E não importa se os olhos do mundo inteiro
Possam estar por um momento voltados para o largo
Onde os escravos eram castigados
E hoje um batuque um batuque
Com a pureza de meninos uniformizados de escola secundária
Em dia de parada
E a grandeza épica de um povo em formação
Nos atrai, nos deslumbra e estimula
Não importa nada:
Nem o traço do sobrado
Nem a lente do fantástico,
Nem o disco de Paul Simon
Ninguém, ninguém é cidadão
Se você for a festa do pelô, e se você não for
Pense no Haiti, reze pelo Haiti
O Haiti é aqui
O Haiti não é aqui

Caetano Veloso

         Primeiro, o genocídio de populações indígenas e a opressão espanhola, legitimada pela Igreja que também fez acreditar que todos eram subumanos.

           Depois, a escravidão dos negros, também tratados como animais.

      O domínio francês veio para explorar e deixar em condição de miséria.

    Livre da França, invasões norte-americanas, ingerências, interferências e ditaduras cruéis.

           Em 2010, um terremoto destrói a capital, Porto Príncipe.
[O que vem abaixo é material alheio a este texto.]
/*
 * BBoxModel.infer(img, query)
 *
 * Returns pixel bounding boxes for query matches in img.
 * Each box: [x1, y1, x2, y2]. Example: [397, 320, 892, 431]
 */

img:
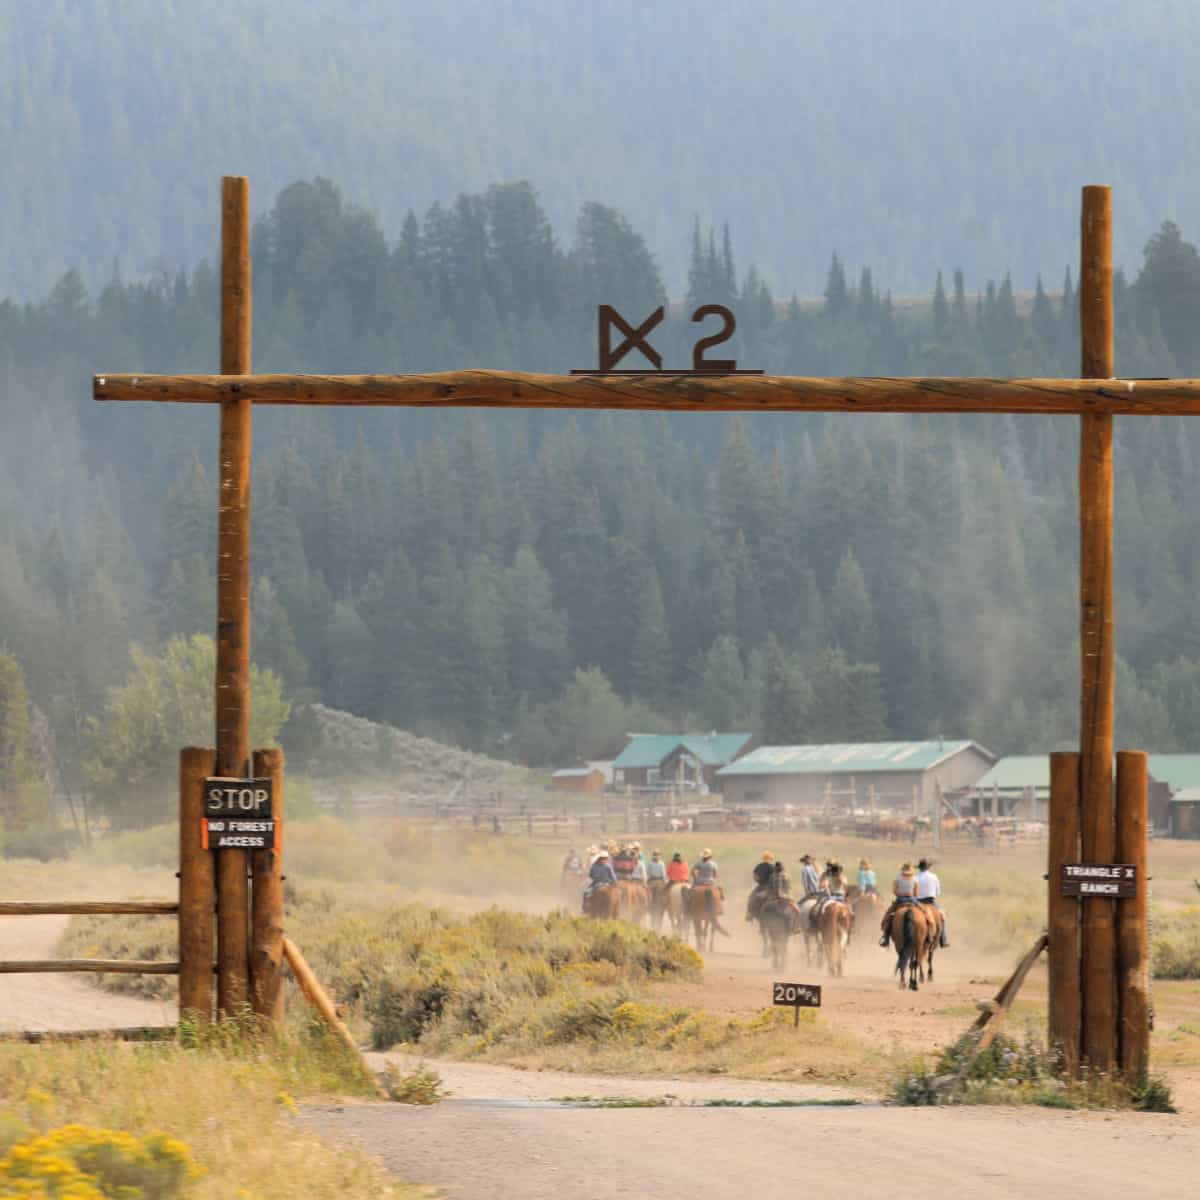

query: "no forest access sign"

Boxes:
[202, 776, 277, 850]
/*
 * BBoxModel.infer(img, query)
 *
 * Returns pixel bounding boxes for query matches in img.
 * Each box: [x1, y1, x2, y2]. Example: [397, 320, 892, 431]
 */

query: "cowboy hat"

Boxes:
[672, 852, 683, 862]
[701, 848, 712, 859]
[799, 854, 813, 864]
[900, 862, 915, 875]
[859, 857, 871, 868]
[761, 851, 775, 863]
[597, 850, 610, 859]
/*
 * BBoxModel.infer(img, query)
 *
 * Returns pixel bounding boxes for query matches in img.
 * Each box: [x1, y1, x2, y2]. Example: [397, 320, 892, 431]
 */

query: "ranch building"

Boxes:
[960, 753, 1180, 831]
[716, 740, 994, 817]
[1147, 754, 1200, 833]
[962, 756, 1051, 822]
[611, 732, 754, 792]
[550, 766, 607, 794]
[1168, 789, 1200, 838]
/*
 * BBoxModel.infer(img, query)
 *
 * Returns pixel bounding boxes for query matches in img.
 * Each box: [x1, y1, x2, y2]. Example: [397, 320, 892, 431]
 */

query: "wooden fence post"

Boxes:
[1079, 183, 1116, 1072]
[216, 174, 253, 1017]
[179, 747, 216, 1021]
[1115, 750, 1149, 1081]
[1048, 751, 1082, 1074]
[251, 747, 285, 1021]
São 150 mil mortos. Mais de 300 mil deslocados internos.

      Por Tabatinga, os filhos do terremoto se aproximam de nós, imigrantes fugindo de uma história de violências.

             Em 2016, um furacão e mais mil mortos, por enquanto...

            Agora, o medo pela cólera, o medo pelas mulheres...

            Estamos olhando a televisão e minha mãe se perde nas imagens da destruição. “E essas roupas nos varais?”

          Como prestar atenção nesse detalhe em meio tantos escombros? Mas, sim, coloridas, alguns panos, também estavam onde estavam pessoas em casas sem tetos.

      Sim, no meio da destruição, roupas aparentemente limpas arrumadas, estendidas, voando nas cordas. Ela se impressiona que o furacão não levou.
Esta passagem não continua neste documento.